4. Allow to boil for 5 minutes, then add the parsnips and cook for another 4 minutes.
5. Put a large roasting tray over a medium heat and either add a few generous lugs of olive oil or carefully spoon a little of the fat from the meat you’re cooking.
6. Add the garlic and rosemary leaves.
7. Put the vegetables into the tray with a good pinch of salt and pepper and stir them around to coat them in the flavors.
8. Spread them out evenly into one layer – this is important, as you want them to roast, not steam as they will if you have them all on top of each other.
9. Roast until they are tender and start to brown on the edges (about a half hour to 45 minutes).
Baked Spinach Potatoes
· 3 large potatoes
· ½ cup milk
· ½ cup cream cheese
· 1 cup shredded cheddar cheese
· ¼ cup finely chopped onion
· ¼ teaspoon salt
· Pepper, to taste
· 10 ounces steamed, chopped spinach
1. Bake potatoes until tender and cool. Cut each potato lengthwise and scoop out all but 1/4 " thick shell. Mash pulp with potato masher.
2. Add milk, cream cheese, cheddar cheese, onion, salt, pepper and spinach. Stir well and spoon mixture into shells. Sprinkle top of each half potato with cheese.
3. Place on a baking sheet, bake 400 degrees for 15 minutes or until thoroughly heated.

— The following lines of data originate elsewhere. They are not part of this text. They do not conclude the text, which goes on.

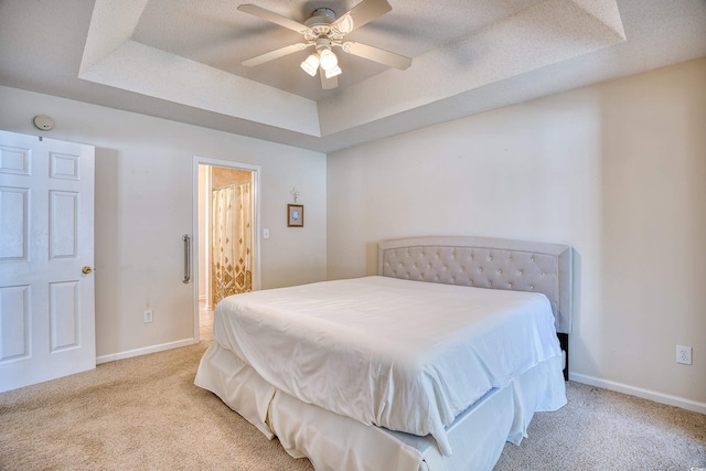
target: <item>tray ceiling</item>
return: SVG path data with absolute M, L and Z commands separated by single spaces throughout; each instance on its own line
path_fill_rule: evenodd
M 248 1 L 300 22 L 357 3 Z M 3 1 L 0 84 L 331 151 L 706 55 L 698 0 L 388 1 L 346 38 L 411 66 L 340 52 L 333 90 L 309 51 L 243 66 L 300 35 L 237 1 Z

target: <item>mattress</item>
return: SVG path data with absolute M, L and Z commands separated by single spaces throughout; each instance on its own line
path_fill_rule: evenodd
M 431 436 L 443 456 L 462 411 L 561 355 L 544 295 L 387 277 L 226 298 L 214 339 L 271 387 L 247 407 L 266 414 L 281 392 L 364 426 Z
M 491 470 L 505 441 L 518 445 L 535 411 L 566 404 L 561 358 L 553 357 L 492 389 L 447 427 L 452 456 L 430 437 L 368 427 L 274 388 L 233 352 L 212 342 L 195 384 L 213 392 L 268 438 L 317 471 Z

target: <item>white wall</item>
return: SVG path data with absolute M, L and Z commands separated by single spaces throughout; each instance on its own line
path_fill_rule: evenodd
M 569 244 L 571 377 L 706 411 L 704 84 L 692 61 L 330 154 L 329 278 L 400 236 Z
M 261 165 L 264 288 L 325 278 L 325 156 L 164 119 L 0 87 L 0 128 L 96 146 L 98 357 L 189 342 L 193 283 L 182 283 L 182 234 L 192 232 L 193 156 Z M 56 126 L 41 132 L 35 115 Z M 306 227 L 287 228 L 292 186 Z M 142 322 L 153 309 L 154 321 Z

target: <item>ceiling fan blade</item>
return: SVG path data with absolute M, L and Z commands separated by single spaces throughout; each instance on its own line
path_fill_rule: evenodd
M 347 34 L 356 28 L 361 28 L 363 24 L 387 13 L 392 9 L 387 0 L 363 0 L 343 13 L 331 26 L 338 29 L 343 34 Z
M 275 51 L 266 52 L 265 54 L 256 55 L 255 57 L 248 58 L 247 61 L 243 61 L 243 65 L 248 67 L 254 67 L 256 65 L 265 64 L 266 62 L 274 61 L 279 57 L 284 57 L 288 54 L 292 54 L 298 51 L 303 51 L 309 45 L 304 43 L 290 44 L 285 47 L 276 49 Z
M 339 87 L 339 76 L 327 78 L 327 74 L 323 71 L 319 71 L 319 75 L 321 75 L 321 88 L 324 90 L 332 90 L 333 88 Z
M 289 30 L 296 31 L 301 34 L 303 34 L 304 31 L 309 30 L 309 28 L 306 24 L 302 24 L 295 20 L 290 20 L 289 18 L 282 17 L 269 10 L 265 10 L 264 8 L 258 7 L 256 4 L 245 3 L 242 6 L 238 6 L 238 10 L 245 13 L 249 13 L 261 20 L 269 21 L 270 23 L 279 24 L 280 26 L 285 26 Z
M 377 62 L 388 67 L 399 68 L 400 71 L 411 65 L 411 58 L 409 57 L 366 44 L 349 41 L 343 43 L 341 47 L 349 54 L 357 55 L 359 57 L 367 58 L 368 61 Z

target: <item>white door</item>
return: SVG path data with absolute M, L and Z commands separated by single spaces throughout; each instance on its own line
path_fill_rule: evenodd
M 94 156 L 0 131 L 0 392 L 96 366 Z

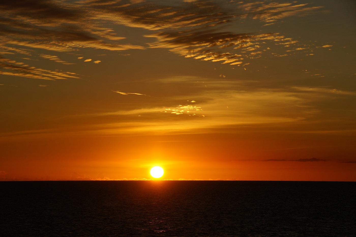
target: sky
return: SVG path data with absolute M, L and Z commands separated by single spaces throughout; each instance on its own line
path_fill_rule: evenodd
M 0 180 L 356 181 L 354 1 L 0 11 Z

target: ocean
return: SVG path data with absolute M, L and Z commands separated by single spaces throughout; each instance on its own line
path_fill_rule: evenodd
M 0 182 L 0 236 L 356 236 L 356 182 Z

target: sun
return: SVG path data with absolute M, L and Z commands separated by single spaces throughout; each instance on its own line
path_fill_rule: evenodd
M 159 166 L 155 166 L 151 169 L 150 173 L 153 178 L 161 178 L 163 175 L 163 169 Z

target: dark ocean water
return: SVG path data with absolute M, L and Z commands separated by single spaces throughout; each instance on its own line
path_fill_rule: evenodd
M 356 236 L 356 182 L 0 182 L 1 236 Z

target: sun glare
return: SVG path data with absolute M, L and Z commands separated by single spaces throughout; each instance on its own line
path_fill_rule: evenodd
M 153 178 L 161 178 L 163 175 L 163 169 L 159 166 L 155 166 L 151 169 L 150 173 Z

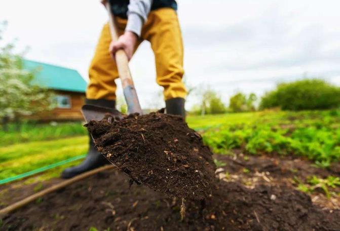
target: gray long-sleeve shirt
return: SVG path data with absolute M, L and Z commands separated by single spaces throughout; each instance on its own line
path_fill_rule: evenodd
M 142 27 L 150 13 L 153 1 L 130 0 L 126 31 L 132 31 L 140 36 Z

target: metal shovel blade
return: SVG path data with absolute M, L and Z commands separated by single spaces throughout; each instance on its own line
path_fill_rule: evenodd
M 82 113 L 86 123 L 89 123 L 92 120 L 100 121 L 107 113 L 113 117 L 119 117 L 122 118 L 122 113 L 116 109 L 90 104 L 85 104 L 82 107 Z

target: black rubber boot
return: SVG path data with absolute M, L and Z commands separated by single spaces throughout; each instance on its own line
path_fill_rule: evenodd
M 115 108 L 116 101 L 105 99 L 88 99 L 85 100 L 87 104 L 92 104 L 105 107 Z M 77 176 L 83 172 L 91 170 L 98 167 L 109 164 L 107 160 L 99 151 L 94 146 L 94 143 L 91 135 L 89 136 L 89 147 L 86 158 L 79 165 L 65 169 L 61 173 L 61 177 L 68 179 Z
M 173 98 L 165 100 L 165 107 L 168 114 L 182 115 L 185 119 L 185 109 L 184 105 L 185 100 L 183 98 Z

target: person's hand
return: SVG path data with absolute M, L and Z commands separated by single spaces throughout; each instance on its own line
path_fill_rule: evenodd
M 115 54 L 118 50 L 123 49 L 125 52 L 129 61 L 132 57 L 133 51 L 135 49 L 138 36 L 137 34 L 131 31 L 125 31 L 119 36 L 118 41 L 112 41 L 110 44 L 108 51 L 111 57 L 115 59 Z

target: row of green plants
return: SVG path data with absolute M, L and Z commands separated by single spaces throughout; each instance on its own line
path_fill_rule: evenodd
M 241 148 L 251 155 L 305 157 L 323 167 L 340 161 L 340 111 L 263 113 L 203 134 L 216 153 Z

Potato Pancakes – Farmers’ Market Style
- 2 medium shredded potatoes
- 1 cup vegetable (any vegetable you choose)
- 1 slightly beaten egg
- 1 tablespoon chopped onion
- 3 tablespoons flour
- 1/4 to 1/2 cup water or milk (to obtain desired consistency)
- Salt, pepper and cajun seasoning (to taste)
- 2 tablespoons vegetable oil (for frying)
- Blend all ingredients, except vegetable oil, to thick "Pancake Batter" consistency.
- Add oil to hot fry pan, high heat.
- Add large serving spoon of batter to pan.
- Turn over when edges start to turn golden and 1 or 2 bubbles in pancake.
- Slightly mash down the pancake, fry until golden brown, flip over for few seconds.
- Serve with butter, jam, jelly, fruits or salsa for toppings.
African Sweet Potato Soup
· 1 tbsp olive oil
· 1 tbsp Thai red curry paste
· 1/2 tsp cinnamon
· 1 medium red onion, peeled and diced
· 4 cloves garlic, minced
· 1 medium sweet potato, peeled and diced
· 1 large yellow bell pepper, seeded and diced
· 1 jalapeno, seeded and diced very finely
· 1/2 lb dried black beans, soaked overnight and cooked until tender
· 1 quart vegetable broth (or chicken broth)
· 1/2 cup all-natural peanut butter
· 1/2 cup boiling water
· 1/2 tsp red pepper flakes
· 2 tbsp chopped fresh cilantro
· 1 lime
· 3 tsp brown sugar
· salt and black pepper, to taste
1. Heat the olive oil in a large soup pot. Add the curry paste and cinnamon. Stir for a minute so that the olive oil gets infused with spice. Add the onion, garlic, sweet potato, bell pepper, and jalapeno. Stir and cook the veggies for 5-7 minutes, until softened.
2. Add the beans and broth. Add the peanut butter to the mix. Add the red pepper flakes.
3. Bring the soup to a boil, then cover and simmer. Cook until veggies are tender, about 25 minutes.
4. Stir in the lime juice and brown sugar. Season with salt and black pepper, if needed. Top with chopped cilantro.